Jacques Séguéla, 92 ans le 23 février 2026, reste une figure incontournable du monde politique et médiatique français. Publicitaire influent et conseiller de campagnes, il est aussi auteur d’anecdotes devenues légendaires. Parmi elles : la maison normande où il dit avoir présenté Nicolas Sarkozy à Carla Bruni, et qui, un temps, a été liée au nom de Laurent Ruquier.
La Rolex, la polémique et l’opération caritative
La carrière de Séguéla est jalonnée de prises de parole tranchées. L’une des plus célèbres remonte au 13 février 2009. Invité dans Les 4 Vérités sur France 2, il lance : « Si à cinquante ans, on n’a pas une Rolex, on a quand même raté sa vie ». La phrase provoque un tollé et des critiques virulentes.
Face à la polémique, il présente ses excuses. L’affaire prend un tour inhabituel : Séguéla achète la montre en question et la met aux enchères lors d’une vente caritative organisée avec l’humoriste Laurent Baffie et la chaîne Paris Première. L’objet est adjugé 8 000 euros à l’homme d’affaires Jean-Claude Darmon, transformant la controverse en un geste de bienfaisance.
Au-delà de cette anecdote, Séguéla a publié en 2009, avec Thierry Saussez, un livre sur les campagnes présidentielles de la Ve République. Il y relate des épisodes et dévoile des positionnements parfois changeants : il soutient initialement Ségolène Royal, critique des ralliements, puis annonce qu’il votera finalement pour Nicolas Sarkozy entre les deux tours.

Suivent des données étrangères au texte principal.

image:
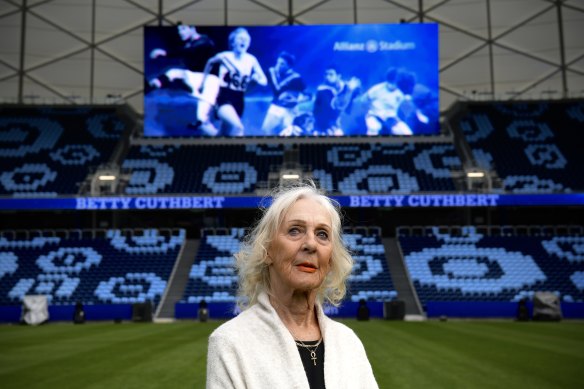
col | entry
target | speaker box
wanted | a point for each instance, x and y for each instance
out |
(394, 310)
(142, 312)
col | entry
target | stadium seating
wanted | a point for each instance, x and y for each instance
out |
(213, 279)
(532, 146)
(47, 151)
(113, 266)
(470, 266)
(223, 170)
(382, 168)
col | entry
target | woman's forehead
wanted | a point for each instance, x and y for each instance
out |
(308, 210)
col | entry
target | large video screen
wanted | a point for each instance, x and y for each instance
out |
(289, 81)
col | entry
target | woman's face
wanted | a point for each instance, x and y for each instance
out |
(302, 248)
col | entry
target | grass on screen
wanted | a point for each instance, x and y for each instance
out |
(453, 354)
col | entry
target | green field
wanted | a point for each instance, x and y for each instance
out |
(432, 354)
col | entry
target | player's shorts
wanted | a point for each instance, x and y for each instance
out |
(230, 97)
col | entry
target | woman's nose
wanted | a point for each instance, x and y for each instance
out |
(309, 241)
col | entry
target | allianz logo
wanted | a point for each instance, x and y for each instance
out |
(372, 46)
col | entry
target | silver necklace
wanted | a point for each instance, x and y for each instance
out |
(309, 348)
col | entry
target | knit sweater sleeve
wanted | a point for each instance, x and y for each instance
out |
(223, 369)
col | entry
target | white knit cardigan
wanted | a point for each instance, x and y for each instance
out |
(255, 350)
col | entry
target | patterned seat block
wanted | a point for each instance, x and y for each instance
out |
(118, 268)
(473, 267)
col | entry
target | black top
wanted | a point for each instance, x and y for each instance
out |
(315, 374)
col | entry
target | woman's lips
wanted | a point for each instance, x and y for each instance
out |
(306, 267)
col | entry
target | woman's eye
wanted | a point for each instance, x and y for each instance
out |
(294, 231)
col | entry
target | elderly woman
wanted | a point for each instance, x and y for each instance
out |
(292, 262)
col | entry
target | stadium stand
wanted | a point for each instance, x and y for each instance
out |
(382, 168)
(531, 146)
(212, 277)
(205, 169)
(494, 264)
(49, 151)
(89, 266)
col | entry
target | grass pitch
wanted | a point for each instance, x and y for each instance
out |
(453, 354)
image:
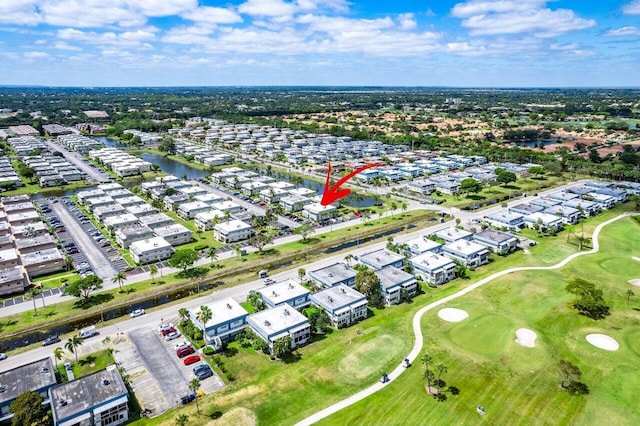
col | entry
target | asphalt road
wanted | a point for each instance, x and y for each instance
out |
(76, 159)
(102, 267)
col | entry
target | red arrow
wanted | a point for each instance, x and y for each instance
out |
(334, 193)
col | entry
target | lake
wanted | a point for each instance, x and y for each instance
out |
(174, 167)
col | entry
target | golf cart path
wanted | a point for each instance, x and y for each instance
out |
(417, 330)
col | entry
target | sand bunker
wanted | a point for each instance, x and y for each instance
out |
(453, 314)
(526, 337)
(603, 341)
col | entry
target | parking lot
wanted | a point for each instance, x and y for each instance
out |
(158, 376)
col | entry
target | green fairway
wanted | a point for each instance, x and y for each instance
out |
(518, 385)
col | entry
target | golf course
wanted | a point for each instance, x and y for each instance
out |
(516, 384)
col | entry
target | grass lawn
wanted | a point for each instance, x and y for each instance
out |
(517, 384)
(86, 365)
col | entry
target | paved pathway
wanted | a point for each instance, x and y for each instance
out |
(417, 329)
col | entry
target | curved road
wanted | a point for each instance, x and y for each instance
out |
(417, 330)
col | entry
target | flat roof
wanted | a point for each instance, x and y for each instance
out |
(391, 276)
(493, 235)
(222, 311)
(432, 261)
(283, 291)
(334, 273)
(79, 395)
(338, 297)
(35, 375)
(277, 320)
(382, 256)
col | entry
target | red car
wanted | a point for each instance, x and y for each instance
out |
(191, 359)
(166, 331)
(187, 350)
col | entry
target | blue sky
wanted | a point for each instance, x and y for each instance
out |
(480, 43)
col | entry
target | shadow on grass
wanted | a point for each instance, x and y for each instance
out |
(87, 361)
(95, 300)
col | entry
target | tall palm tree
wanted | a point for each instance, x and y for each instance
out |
(204, 316)
(153, 271)
(183, 313)
(212, 254)
(58, 354)
(194, 385)
(73, 344)
(119, 278)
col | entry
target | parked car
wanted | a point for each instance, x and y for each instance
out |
(50, 340)
(172, 335)
(191, 359)
(137, 313)
(202, 371)
(182, 352)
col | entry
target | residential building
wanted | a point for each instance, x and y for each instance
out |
(333, 275)
(43, 262)
(496, 241)
(288, 292)
(396, 283)
(150, 250)
(452, 234)
(227, 320)
(205, 221)
(547, 222)
(37, 376)
(343, 304)
(423, 244)
(13, 280)
(379, 259)
(100, 398)
(175, 234)
(433, 268)
(469, 253)
(507, 220)
(232, 231)
(279, 322)
(125, 236)
(318, 212)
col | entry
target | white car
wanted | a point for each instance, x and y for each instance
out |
(137, 313)
(172, 335)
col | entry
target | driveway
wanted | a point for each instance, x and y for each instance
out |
(101, 265)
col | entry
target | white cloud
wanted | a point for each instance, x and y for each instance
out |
(407, 21)
(35, 55)
(632, 8)
(19, 12)
(212, 15)
(471, 8)
(518, 17)
(267, 8)
(623, 32)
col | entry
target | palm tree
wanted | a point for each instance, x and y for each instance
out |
(73, 344)
(212, 254)
(119, 278)
(183, 313)
(348, 258)
(442, 369)
(153, 271)
(35, 291)
(58, 354)
(428, 374)
(204, 316)
(194, 385)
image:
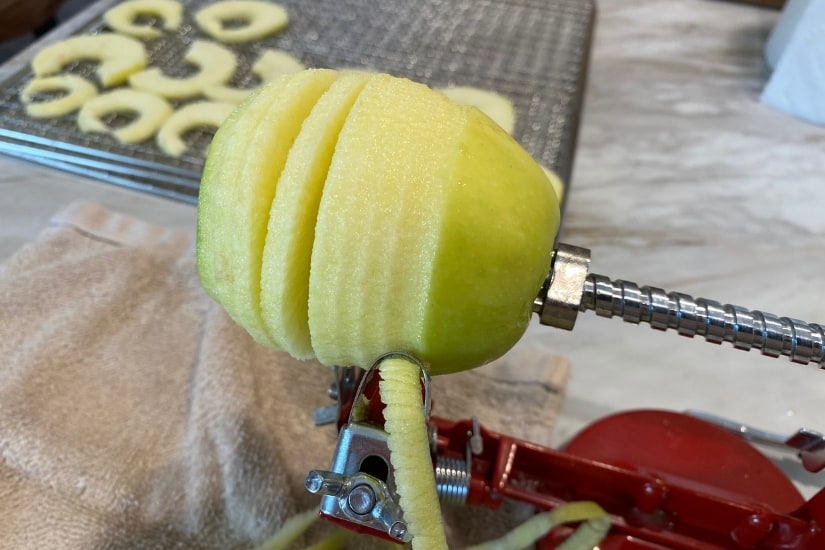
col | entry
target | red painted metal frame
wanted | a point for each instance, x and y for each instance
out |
(669, 481)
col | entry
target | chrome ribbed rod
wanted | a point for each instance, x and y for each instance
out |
(745, 329)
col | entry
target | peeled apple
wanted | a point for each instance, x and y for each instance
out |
(344, 215)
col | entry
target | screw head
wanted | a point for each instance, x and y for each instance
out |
(398, 530)
(361, 499)
(314, 482)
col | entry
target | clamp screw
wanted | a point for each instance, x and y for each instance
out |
(361, 499)
(398, 530)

Le « Petit Manoir » de Villerville, témoin d’une rencontre
La demeure évoquée dans ces récits se situe à Villerville, dans le Calvados, entre Trouville et Honfleur. Surnommée le « Petit Manoir », elle aurait accueilli en novembre 2007 un dîner au cours duquel, selon Séguéla, Nicolas Sarkozy a rencontré Carla Bruni pour la première fois. Quelques mois plus tard, la relation devient publique, puis mène au mariage du couple.

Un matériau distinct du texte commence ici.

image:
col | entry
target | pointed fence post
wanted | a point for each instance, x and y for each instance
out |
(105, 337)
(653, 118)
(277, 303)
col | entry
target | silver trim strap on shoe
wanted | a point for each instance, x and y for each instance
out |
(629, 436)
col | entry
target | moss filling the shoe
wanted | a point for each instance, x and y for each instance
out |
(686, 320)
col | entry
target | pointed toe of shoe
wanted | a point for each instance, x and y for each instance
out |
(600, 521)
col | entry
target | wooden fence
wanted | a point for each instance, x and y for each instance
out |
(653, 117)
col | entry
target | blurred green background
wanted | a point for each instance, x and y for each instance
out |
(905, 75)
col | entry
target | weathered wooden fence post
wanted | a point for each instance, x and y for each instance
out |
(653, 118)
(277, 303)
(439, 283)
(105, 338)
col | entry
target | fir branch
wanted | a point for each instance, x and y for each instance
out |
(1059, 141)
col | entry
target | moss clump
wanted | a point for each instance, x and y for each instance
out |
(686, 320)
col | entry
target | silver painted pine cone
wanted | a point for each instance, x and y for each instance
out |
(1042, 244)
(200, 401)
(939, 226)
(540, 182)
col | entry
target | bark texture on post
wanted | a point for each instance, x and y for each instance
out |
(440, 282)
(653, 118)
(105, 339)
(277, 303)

Construite en 1875 par Charles Garnier, l’architecte de l’Opéra de Paris, la maison anglo-normande s’étend sur environ 600 m². Elle offre une architecture à colombages, de vastes pièces de réception, un jardin paysager dominant la Manche et des vues sur la mer. Parmi ses équipements figurent de grands salons, une salle de billard et plusieurs chambres avec salles de bains. Le terrain couvre plusieurs milliers de mètres carrés.
La rumeur d’achat par Laurent Ruquier et les démentis
En 2017, la presse locale et les réseaux sociaux évoquent l’acquisition du manoir par l’animateur Laurent Ruquier. L’information circule rapidement et suscite l’intérêt, tant pour l’immobilier de prestige que pour l’histoire liée à la maison.
Laurent Ruquier réagit publiquement pour démentir. Sur internet, il écrit : « La presse et les réseaux sociaux sont décidément fous. (…) Je rêve en effet d’acheter ce manoir, mais je ne l’ai encore ni visité ni même signé une promesse de vente. »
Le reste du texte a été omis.